Cyrano: Não, senhor, de ninguém”.
Ficção e realidade se entrelaçando

Cyrano existiu e escreveu. Nasceu em Paris em 1619. Era espadachim, poeta, escritor. E tinha um nariz “tão extraordinariamente grande que lhe tomava parte considerável do rosto” (apresentação do livro). Edmond Rostand pensava em escrever uma peça sobre esta lendária figura. “Mas a ideia só se tornou clara a partir de um incidente (…). Rostand conheceu um jovem que falou de seu amor não correspondido e lhe pediu conselhos para conquistar a amada indiferente”. O jovem não usava as palavras com maestria. Rostand o ajudou. “(…) imediatamente relacionou a situação com a infeliz história sentimental de Cyrano de Bergerac (…)”.
Cyrano de Bergerac foi escrito em versos numa época em que isso não era mais recorrente. E os ideais românticos tinham sido ultrapassados, “banidos da arte pelo princípio realista”. Por isso na estreia o clima era de total pessimismo. “Pouco a pouco, a expressão tensa e sarcástica de quem chegou para vaiar e criar confusão desaparece dos olhos dos expectadores. (…). Ao fim do primeiro ato, não pairam mais dúvidas sobre o sucesso. Ao final do quinto, os aplausos explodem num estrondo que há muito tempo não se ouvia (…)”.
Cyrano estava na boca dos parisienses, “que recitavam as falas pelas ruas, pelos bares, pelos salões”. Numa apresentação, o ator exausto, “esqueceu-se de dizer quatro versos no final de uma fala.

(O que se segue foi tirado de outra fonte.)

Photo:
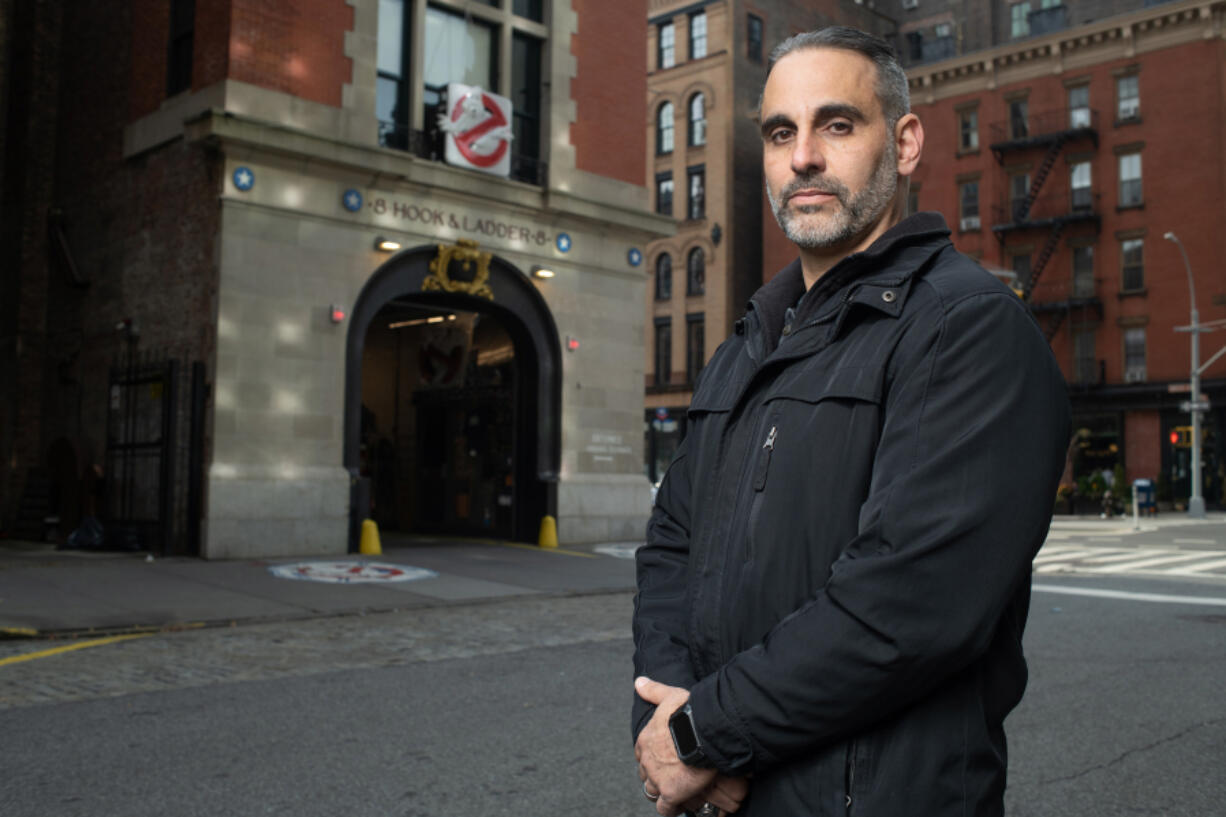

Um expectador levantou-se, indignado, e reclamou: ‘o texto, senhor, o texto! ’”. Cyrano de Bergerac saia “das páginas da história, para encarnar, aos olhos de todos, o próprio ideal do povo francês”.
Como diz uma personagem, há “nomes que hão de viver enquanto o mundo exista!”. Cyrano de Bergerac é um deles: “Meu coração é grande, é fácil de encontrar”.